— Первый месяц каждого года я сплю не со Смолкиным, а с Лениным, — говорила Ольга по ночам и выгоняла донельзя обнаглевшего Миху спать на кушетку.
С Лениным в сердце Миха прожил большую часть своей взрослой жизни — с восемнадцати до сорока шести лет. В любое время суток, в любом состоянии Миха ощущал себя самым близким Ленину человеком. И этого ощущения хватало для сохранения самых теплых чувств к товарищу. Ему было достаточно состояния «объявленной» дружбы, которое вселилось в его душу при первой встрече с этим удивительным, сильным, простым, грубым и темным человеком.
Однажды в конце января Миха получил телеграмму следующего содержания: «Срочно приезжай Лозанну Шьют дело Твой Ильич».
Ольга была категорически против.
— Он тебя погубит! — кричала она. — Он тебя подставит! Он ни перед чем не остановится! Подумай обо мне! О детях! Ты не должен никуда ехать! Он выпутается сам!
— Оленька, — пытался успокоить ее Миха. — Я ведь только туда и обратно. Он столько раз выручал меня. Не могу же я бросить его в беде!
— Кто тебя выручал? Ленин?! Рассказывай кому-нибудь другому! Он только и знал, что учил тебя всяким гадостям! Ты никуда не поедешь!..

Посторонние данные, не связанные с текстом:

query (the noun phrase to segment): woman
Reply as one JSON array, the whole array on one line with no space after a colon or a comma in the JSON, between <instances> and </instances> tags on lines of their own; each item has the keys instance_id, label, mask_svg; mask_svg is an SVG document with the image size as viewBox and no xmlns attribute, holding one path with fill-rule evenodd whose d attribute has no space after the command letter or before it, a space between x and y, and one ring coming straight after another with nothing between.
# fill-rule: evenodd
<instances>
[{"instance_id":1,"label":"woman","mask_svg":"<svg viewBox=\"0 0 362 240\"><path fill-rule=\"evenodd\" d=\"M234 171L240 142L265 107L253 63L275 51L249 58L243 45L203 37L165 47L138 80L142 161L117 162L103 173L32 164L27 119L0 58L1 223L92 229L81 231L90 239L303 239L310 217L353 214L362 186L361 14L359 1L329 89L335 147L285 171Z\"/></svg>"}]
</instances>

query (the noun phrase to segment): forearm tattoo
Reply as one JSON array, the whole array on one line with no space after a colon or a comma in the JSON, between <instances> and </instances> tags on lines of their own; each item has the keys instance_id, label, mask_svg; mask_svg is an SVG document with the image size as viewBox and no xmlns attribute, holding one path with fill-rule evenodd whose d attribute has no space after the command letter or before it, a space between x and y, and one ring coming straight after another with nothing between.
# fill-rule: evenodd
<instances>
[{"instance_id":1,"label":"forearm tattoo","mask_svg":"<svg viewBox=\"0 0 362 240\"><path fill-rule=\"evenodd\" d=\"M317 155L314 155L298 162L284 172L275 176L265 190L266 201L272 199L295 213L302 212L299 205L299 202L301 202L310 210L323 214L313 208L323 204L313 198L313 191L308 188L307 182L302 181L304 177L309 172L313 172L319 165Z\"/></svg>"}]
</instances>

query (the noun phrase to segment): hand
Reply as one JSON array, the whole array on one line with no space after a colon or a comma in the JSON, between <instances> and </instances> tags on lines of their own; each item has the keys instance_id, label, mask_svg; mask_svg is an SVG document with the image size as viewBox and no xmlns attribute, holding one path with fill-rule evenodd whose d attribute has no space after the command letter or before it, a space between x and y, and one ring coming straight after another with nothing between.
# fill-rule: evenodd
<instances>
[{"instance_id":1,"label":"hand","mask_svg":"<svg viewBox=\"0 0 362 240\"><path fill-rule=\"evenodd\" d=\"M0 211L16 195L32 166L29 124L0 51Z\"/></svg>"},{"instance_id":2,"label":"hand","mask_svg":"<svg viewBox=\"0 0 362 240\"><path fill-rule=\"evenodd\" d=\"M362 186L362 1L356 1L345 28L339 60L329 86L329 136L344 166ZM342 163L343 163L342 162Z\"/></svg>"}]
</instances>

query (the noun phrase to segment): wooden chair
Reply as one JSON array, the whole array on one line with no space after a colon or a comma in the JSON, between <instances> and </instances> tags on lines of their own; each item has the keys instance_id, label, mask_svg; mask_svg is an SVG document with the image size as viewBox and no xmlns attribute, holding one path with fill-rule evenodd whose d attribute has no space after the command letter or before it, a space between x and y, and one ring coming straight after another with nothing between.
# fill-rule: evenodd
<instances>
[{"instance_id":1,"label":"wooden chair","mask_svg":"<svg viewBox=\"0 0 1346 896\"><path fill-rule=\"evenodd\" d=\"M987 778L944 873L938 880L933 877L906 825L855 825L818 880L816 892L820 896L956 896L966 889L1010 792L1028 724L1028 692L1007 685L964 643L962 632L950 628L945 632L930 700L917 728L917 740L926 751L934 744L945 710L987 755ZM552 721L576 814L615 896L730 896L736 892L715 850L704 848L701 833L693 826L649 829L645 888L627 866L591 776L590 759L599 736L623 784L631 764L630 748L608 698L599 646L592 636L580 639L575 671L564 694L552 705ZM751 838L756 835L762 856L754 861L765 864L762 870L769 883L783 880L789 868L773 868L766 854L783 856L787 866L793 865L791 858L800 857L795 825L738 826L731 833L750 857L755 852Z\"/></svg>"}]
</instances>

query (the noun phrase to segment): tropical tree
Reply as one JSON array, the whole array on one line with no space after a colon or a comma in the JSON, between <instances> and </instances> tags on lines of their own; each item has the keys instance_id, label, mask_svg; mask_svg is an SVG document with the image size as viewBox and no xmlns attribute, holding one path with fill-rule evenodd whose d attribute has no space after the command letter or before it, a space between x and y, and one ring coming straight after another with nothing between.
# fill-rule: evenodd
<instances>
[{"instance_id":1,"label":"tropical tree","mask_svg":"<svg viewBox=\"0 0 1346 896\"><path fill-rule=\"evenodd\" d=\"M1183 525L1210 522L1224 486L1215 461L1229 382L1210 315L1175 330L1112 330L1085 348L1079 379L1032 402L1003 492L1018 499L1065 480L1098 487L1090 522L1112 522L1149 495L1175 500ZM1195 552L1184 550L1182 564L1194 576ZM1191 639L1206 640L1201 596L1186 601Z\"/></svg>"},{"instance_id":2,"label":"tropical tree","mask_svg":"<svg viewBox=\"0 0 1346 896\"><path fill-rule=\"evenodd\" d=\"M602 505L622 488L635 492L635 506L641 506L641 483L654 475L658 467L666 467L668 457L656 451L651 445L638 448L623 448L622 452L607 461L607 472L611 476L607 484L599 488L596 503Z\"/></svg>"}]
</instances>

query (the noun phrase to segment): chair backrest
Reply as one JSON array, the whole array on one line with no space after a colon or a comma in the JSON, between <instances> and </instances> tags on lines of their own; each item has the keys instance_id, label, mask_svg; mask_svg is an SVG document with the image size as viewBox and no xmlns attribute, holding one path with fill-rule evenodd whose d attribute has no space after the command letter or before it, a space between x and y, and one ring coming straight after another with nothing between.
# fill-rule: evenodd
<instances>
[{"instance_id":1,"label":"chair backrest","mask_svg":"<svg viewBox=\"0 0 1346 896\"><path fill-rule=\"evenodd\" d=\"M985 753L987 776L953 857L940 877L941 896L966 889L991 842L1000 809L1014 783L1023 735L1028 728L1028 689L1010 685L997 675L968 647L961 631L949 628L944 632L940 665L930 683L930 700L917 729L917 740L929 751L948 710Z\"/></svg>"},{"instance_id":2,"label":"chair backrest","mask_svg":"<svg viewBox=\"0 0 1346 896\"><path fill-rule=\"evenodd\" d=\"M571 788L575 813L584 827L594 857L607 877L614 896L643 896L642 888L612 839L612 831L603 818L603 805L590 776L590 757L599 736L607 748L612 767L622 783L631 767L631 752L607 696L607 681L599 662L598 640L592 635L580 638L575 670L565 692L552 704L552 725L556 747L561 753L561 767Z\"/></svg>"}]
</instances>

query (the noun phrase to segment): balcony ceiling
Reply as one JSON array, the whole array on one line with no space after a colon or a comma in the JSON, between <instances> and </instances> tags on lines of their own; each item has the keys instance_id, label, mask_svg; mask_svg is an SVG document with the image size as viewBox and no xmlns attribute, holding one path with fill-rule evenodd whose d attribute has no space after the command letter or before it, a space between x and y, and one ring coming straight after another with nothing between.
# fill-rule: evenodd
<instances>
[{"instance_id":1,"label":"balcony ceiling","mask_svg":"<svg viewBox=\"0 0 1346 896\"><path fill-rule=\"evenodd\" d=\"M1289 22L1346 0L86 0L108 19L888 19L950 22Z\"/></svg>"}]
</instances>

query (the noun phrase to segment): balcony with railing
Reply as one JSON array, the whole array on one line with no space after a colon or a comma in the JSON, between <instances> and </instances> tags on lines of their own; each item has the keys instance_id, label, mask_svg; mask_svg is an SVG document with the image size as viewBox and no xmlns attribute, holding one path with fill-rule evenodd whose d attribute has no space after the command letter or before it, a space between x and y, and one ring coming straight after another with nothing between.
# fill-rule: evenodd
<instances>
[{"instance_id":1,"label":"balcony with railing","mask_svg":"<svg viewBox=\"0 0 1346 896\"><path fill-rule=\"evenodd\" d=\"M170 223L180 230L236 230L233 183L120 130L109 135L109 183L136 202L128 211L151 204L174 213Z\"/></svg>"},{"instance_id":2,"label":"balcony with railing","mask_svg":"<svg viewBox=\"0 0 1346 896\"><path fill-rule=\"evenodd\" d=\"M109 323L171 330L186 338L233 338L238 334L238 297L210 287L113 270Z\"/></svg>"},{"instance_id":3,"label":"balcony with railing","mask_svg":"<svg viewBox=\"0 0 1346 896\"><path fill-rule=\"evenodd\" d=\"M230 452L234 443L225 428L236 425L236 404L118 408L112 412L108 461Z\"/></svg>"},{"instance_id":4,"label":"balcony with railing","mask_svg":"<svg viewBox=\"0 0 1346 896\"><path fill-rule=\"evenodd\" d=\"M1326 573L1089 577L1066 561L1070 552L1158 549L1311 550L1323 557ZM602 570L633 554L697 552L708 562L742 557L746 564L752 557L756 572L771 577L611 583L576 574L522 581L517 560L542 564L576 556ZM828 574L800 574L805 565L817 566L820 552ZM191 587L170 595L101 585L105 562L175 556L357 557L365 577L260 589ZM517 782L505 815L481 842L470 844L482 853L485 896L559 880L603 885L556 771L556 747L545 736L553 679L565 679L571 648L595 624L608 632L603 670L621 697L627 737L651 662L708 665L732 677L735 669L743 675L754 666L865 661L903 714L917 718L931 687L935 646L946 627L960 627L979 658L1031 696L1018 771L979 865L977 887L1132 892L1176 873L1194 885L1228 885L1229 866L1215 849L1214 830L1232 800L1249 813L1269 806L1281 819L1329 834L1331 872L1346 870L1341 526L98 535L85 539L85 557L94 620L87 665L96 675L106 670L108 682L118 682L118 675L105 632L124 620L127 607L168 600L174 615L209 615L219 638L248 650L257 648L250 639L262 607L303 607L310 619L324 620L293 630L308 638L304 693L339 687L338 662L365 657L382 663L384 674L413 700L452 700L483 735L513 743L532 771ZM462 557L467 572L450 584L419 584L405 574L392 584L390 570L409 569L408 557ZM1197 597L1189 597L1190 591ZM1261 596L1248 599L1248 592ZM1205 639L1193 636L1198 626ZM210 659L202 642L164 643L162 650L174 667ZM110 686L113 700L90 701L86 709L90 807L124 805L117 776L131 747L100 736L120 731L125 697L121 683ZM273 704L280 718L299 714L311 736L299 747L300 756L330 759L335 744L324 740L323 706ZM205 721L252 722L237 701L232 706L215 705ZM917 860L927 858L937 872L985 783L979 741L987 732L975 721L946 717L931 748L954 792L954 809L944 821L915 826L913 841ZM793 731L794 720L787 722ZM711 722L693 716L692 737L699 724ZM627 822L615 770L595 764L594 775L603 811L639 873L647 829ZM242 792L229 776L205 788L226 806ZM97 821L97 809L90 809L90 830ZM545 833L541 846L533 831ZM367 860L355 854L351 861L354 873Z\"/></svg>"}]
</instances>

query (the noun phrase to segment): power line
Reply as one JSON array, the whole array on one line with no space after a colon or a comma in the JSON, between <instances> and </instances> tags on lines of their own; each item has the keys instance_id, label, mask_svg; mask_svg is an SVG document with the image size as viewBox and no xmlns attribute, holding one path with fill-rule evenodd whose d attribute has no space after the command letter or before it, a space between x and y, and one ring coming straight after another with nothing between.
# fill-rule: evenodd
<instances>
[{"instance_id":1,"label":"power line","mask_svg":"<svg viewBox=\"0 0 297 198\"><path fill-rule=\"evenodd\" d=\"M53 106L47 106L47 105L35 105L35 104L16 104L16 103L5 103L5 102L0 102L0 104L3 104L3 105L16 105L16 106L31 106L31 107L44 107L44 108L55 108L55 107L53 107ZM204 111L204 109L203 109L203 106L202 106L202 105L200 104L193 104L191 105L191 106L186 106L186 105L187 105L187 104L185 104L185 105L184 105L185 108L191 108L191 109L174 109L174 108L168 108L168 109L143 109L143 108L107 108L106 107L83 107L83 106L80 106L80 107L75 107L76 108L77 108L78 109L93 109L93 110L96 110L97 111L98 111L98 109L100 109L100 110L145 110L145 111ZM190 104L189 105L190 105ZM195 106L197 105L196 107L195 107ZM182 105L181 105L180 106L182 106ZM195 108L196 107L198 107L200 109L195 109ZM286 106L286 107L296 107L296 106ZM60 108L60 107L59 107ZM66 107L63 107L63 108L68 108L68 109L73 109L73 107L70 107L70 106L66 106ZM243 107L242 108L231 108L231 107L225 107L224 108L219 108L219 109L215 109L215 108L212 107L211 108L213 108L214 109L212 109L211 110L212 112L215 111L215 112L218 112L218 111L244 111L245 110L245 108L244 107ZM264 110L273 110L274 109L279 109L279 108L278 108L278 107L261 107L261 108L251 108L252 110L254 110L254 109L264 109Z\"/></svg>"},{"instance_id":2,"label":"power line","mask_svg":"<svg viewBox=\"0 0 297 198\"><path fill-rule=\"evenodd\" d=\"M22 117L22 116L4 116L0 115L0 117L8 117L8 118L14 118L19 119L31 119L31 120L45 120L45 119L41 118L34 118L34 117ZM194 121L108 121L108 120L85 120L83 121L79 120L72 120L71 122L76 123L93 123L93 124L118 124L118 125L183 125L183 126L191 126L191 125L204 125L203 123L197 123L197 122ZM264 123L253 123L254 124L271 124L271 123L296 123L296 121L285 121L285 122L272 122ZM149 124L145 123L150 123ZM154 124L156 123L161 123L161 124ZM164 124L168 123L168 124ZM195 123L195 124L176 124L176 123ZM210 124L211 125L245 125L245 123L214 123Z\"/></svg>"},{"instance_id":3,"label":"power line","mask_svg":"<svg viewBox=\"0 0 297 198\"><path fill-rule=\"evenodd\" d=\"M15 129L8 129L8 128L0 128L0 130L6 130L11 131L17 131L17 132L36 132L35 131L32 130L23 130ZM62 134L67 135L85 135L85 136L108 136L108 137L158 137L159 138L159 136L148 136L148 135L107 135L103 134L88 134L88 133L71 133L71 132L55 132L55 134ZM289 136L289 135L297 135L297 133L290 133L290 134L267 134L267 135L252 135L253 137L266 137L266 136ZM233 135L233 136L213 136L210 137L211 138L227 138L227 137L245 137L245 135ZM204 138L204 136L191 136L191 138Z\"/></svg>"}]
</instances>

Но Миха был непреклонен. На следующий день он улетел в Швейцарию.
Дело, которое «шили» Ленину, носило ярко выраженный уголовный характер, хотя сам обвиняемый считал его чистейшей воды политической провокацией. Миха нашел своего друга в центральной тюрьме Лозанны. Ему инкриминировали изнасилование (с отягчающими обстоятельствами) депутата Совета кантонов. Ленин признавал, что факт изнасилования имел место. Но утверждал, что является не злоумышленником, а жертвой.
На первом свидании он рассказал Михе, что во время одного из неофициальных приемов в редакции газеты «Вуа увриер», известная активистка швейцарской Партии труда завлекла его в кулуары и «трахнула по-собачьи». Миха не понял, что значит «по-собачьи», но по интонации догадался, что надругательство над его другом происходило с изощренным коварством и жестокостью. С отягчающими обстоятельствами, так сказать.
Дело было темное. Социалисты требовали примерного наказания преступника. Пресса намеревалась раздуть скандал. Ленин делал политические заявления. Миха рыскал по городу в поисках нужных свидетелей. Изнасилованная активистка намекала на беременность. Ленин хохотал на всю тюрьму, заявляя, что «депутатки швейцарского парламента» бесплодны. Свежий номер журнала «Плейбой» вышел с цветным коллажом на обложке: полуобнаженный Ленин в огромных семейных трусах цвета швейцарского флага. В общем, атмосфера была накалена до предела.
По требованию Ленина Миха был назначен его официальным адвокатом. Он буквально лез из кожи, пытаясь спасти друга от тюрьмы. Он нашел среди обслуживающего персонала редакции свидетеля случившегося — немого уборщика, который в пластической пантомиме изобразил Михе «сцену в кулуарах» вплоть до самых пикантных деталей. Он отыскал в своде швейцарских законов статью, запрещающую депутатам парламента уединяться с посторонними без охраны. Последний раз эта статья фигурировала в судебном процессе лет сто пятьдесят назад, но Миху это не смущало. Ему удалось сфабриковать медицинское свидетельство, в котором утверждалось, что с некоторых (и довольно давних) пор Ленин страдает неизлечимой импотенцией. Но подзащитный в самой категорической форме отказался от такого «алиби», заявив, что «лучше уж пожизненное заключение».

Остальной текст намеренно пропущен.